WASHINGTON President Bush's second-term Cabinet choices pronounce a clear preference for continuity and control. The striking thing about his reshuffle is the priority he has given to familiarity and loyalty over fresh ideas and novel perspectives.
Of the 14 traditional Cabinet posts he has filled (with homeland security still to come), only two have gone to people not already serving in the administration. Mike Johanns, the governor of Nebraska, moves into Agriculture and Carlos Gutierrez shifts from being CEO of Kellogg, the breakfast-cereal maker, to the Commerce Department.
Bernard Kerik, the former New York City police commissioner, would have been the third, had he not withdrawn from the homeland-security job a week after he was announced. The fiasco of his unexamined background so reminiscent of the screwups at the beginning of Bill Clinton's first term may suggest one reason why Bush preferred to stay with the tried and true.
There are some winners and losers, but overall, the president has assured himself that the lines of authority to the Oval Office will be unchallenged and that his wishes will be seen as commands.
In three instances, he has moved people from the White House senior staff into the leadership of departments where important presidential initiatives will be carried out. Condoleezza Rice, the national-security adviser, will replace Colin Powell at the State Department, sending a message to the sometimes independent foreign service bureaucrats that second-guessing of the president is off-limits.
By making Alberto Gonzales, who has been his personal counsel both in Austin and in the first-term White House, the attorney general, Bush guarantees that the Justice Department, with its vast discretionary powers in law enforcement, will deliver no unpleasant surprises to the administration or its friends in the business community.
And Margaret Spellings, the able domestic-policy aide who shaped education policy in Austin and from the White House, will become the visible point person now as secretary of education.
For the even more important domestic-policy job as secretary of health and human services, Bush picked one of the ablest executives and politicians in the Republican Party, Mike Leavitt, the former governor of Utah. Leavitt succeeds another dynamo, former Wisconsin Gov. Tommy Thompson, and now has a chance to demonstrate his capability to a wider audience than in his earlier assignment as head of the Environmental Protection Agency.
EPA is a dead-end job in a Republican administration one whose occupant is certain to be pummeled by the cross-pressures from advocacy and industry groups. Now, Leavitt is where he has an opportunity to succeed and to shine.
That is not likely to be said about the two most notable of the six holdovers from the first administration, Defense Secretary Don Rumsfeld and Treasury Secretary John Snow.
Rumsfeld's hold on the president is hard for outsiders to fathom. Early on, he antagonized much of the military brass and many influential Republican members of Congress who specialize in defense affairs. The advice he and his associates gave the president about what the United States would face in Iraq was wrong more often than it was right. And his nonchalance about the consequences of these misjudgments has stunned even some of us who have known and admired him in the past.
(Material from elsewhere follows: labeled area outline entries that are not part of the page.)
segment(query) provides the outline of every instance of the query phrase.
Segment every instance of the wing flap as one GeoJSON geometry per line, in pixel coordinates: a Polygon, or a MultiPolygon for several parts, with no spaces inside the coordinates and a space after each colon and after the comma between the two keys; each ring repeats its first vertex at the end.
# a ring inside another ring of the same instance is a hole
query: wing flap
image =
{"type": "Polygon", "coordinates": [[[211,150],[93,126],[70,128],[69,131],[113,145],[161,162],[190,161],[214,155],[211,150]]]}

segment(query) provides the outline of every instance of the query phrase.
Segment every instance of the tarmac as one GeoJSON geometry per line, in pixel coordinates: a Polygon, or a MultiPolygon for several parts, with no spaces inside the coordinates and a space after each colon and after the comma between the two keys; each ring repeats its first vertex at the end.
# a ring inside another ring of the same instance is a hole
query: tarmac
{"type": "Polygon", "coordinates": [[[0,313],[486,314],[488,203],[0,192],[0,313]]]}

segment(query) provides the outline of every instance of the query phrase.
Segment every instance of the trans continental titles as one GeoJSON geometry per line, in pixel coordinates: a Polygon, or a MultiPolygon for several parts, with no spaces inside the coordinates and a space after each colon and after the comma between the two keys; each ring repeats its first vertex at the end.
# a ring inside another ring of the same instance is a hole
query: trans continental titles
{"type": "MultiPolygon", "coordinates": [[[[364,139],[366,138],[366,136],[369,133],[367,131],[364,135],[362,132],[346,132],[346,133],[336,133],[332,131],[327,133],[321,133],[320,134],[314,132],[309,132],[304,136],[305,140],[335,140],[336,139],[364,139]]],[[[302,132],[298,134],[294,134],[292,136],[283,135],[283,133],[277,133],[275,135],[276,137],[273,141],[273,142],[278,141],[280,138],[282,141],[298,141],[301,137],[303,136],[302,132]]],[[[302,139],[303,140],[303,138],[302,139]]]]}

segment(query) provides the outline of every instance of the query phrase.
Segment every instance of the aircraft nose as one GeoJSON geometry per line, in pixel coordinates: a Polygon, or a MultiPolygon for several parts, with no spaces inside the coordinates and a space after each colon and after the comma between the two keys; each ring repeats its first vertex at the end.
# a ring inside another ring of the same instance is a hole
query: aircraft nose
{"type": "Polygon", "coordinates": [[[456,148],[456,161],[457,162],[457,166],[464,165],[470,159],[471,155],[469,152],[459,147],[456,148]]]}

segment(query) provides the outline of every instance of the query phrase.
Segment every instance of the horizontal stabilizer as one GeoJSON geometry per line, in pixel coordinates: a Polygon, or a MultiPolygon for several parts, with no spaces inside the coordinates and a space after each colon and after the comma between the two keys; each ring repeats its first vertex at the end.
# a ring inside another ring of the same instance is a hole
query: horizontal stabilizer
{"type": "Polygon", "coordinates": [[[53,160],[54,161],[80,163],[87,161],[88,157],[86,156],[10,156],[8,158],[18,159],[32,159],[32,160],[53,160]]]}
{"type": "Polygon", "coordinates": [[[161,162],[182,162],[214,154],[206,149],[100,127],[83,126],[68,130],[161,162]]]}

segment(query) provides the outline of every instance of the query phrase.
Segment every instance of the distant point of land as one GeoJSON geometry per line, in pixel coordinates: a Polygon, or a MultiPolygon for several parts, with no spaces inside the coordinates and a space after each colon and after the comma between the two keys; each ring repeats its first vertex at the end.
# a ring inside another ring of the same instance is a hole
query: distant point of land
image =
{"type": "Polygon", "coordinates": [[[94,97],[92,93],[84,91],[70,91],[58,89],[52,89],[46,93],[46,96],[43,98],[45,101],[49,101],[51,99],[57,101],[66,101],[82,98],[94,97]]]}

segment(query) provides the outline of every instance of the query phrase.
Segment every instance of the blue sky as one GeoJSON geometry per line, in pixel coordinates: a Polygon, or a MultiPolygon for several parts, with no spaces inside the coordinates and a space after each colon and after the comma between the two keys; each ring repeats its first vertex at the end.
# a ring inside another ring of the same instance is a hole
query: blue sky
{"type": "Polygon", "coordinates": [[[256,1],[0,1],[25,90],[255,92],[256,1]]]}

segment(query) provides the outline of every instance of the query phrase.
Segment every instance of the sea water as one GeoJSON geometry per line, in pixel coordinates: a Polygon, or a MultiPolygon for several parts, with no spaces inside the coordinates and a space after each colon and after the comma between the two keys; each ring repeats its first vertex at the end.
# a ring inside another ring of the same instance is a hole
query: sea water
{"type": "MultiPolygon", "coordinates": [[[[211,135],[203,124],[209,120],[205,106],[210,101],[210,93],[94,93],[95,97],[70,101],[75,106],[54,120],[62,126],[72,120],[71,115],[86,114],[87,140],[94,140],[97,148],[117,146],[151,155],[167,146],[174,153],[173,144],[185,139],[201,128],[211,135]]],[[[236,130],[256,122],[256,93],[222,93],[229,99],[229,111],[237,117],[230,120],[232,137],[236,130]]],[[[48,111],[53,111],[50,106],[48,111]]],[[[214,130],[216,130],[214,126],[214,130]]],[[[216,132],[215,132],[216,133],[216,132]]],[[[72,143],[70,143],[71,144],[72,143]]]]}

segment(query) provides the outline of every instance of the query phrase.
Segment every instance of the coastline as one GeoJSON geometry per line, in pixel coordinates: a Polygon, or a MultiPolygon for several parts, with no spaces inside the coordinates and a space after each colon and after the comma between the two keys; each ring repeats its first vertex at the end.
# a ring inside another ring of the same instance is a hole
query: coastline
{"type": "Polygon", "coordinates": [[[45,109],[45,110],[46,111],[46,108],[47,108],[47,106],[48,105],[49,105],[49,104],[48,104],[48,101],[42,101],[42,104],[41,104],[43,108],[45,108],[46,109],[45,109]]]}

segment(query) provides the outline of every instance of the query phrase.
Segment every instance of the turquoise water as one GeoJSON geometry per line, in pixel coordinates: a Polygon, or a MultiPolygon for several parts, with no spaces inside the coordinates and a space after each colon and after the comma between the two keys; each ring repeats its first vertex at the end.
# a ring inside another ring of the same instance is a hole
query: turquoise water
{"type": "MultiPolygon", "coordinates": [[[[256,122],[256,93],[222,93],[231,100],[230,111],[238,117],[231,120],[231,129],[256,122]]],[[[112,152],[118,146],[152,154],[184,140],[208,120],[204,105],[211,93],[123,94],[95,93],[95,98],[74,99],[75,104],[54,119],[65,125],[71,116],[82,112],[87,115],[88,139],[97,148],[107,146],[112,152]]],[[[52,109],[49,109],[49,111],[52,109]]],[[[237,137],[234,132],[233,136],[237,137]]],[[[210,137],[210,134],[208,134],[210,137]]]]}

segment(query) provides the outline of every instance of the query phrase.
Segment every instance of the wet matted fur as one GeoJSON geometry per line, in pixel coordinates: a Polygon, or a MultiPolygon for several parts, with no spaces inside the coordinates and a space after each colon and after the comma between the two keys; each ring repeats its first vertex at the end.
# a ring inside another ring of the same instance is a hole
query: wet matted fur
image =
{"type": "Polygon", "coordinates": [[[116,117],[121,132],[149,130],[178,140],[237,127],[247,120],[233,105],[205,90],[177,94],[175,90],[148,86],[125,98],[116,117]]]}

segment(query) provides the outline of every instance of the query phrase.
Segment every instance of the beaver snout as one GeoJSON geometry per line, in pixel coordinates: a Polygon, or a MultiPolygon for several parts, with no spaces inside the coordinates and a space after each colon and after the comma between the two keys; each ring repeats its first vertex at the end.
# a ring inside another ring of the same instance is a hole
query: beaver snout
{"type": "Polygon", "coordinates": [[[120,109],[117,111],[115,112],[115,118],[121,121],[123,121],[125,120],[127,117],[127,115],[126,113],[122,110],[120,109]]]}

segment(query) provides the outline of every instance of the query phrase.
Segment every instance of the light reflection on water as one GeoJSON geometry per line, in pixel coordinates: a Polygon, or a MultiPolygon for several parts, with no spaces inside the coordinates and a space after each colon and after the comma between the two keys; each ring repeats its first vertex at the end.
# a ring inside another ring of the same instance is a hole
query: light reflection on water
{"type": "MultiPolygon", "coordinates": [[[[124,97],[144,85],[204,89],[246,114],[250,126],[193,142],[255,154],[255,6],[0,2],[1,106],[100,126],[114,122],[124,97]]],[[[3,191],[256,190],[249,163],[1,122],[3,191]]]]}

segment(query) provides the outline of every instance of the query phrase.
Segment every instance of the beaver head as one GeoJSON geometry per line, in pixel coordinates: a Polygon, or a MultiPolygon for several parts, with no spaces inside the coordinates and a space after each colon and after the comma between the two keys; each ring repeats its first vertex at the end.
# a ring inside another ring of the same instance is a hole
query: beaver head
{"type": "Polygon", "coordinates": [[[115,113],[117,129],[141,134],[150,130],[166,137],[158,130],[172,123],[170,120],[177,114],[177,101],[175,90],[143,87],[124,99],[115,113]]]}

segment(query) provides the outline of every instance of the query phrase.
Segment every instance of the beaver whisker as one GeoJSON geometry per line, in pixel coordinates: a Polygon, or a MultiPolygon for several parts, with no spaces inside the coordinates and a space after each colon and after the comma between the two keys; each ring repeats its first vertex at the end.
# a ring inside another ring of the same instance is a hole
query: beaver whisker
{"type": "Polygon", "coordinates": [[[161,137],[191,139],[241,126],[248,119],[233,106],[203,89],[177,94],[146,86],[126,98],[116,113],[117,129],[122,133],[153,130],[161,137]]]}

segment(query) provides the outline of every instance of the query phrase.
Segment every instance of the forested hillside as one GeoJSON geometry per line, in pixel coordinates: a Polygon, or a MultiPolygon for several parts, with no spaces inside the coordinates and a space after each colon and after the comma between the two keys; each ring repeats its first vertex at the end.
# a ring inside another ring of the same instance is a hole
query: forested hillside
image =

It was all encapsulated last week in his blowing off a soldier's inquiry in Kuwait about the lack of protective armor for the trucks in which troops are riding down the deadly roads in Iraq. "You go to war with the army you have. They're not the army you might want or wish to have at a later time," Rumsfeld said, in what sounded like a patronizing tone.
But the army we have is the one he designed, led by commanders he chose, an army much smaller than the force many of his generals had said was needed to secure control of a post-Saddam Iraq. And now that army knows Rumsfeld remains its boss.
As for Secretary Snow, his performance at Treasury the past two years, following the firing of the feisty Paul O'Neill, has been so pedestrian that anonymous "senior White House officials" were telling reporters for weeks after the election that Snow would soon be replaced only to discover that the president had no liking for any of the prospective successors. Snow the Outcast was instantly transformed into Snow the Prodigal Presidential Pal at least until the next round of backstabbing begins.
The whole process has been a strange prelude to the second term disciplined and smart one moment, negligent and self-indulgent the next. It sends mixed messages about what lies ahead.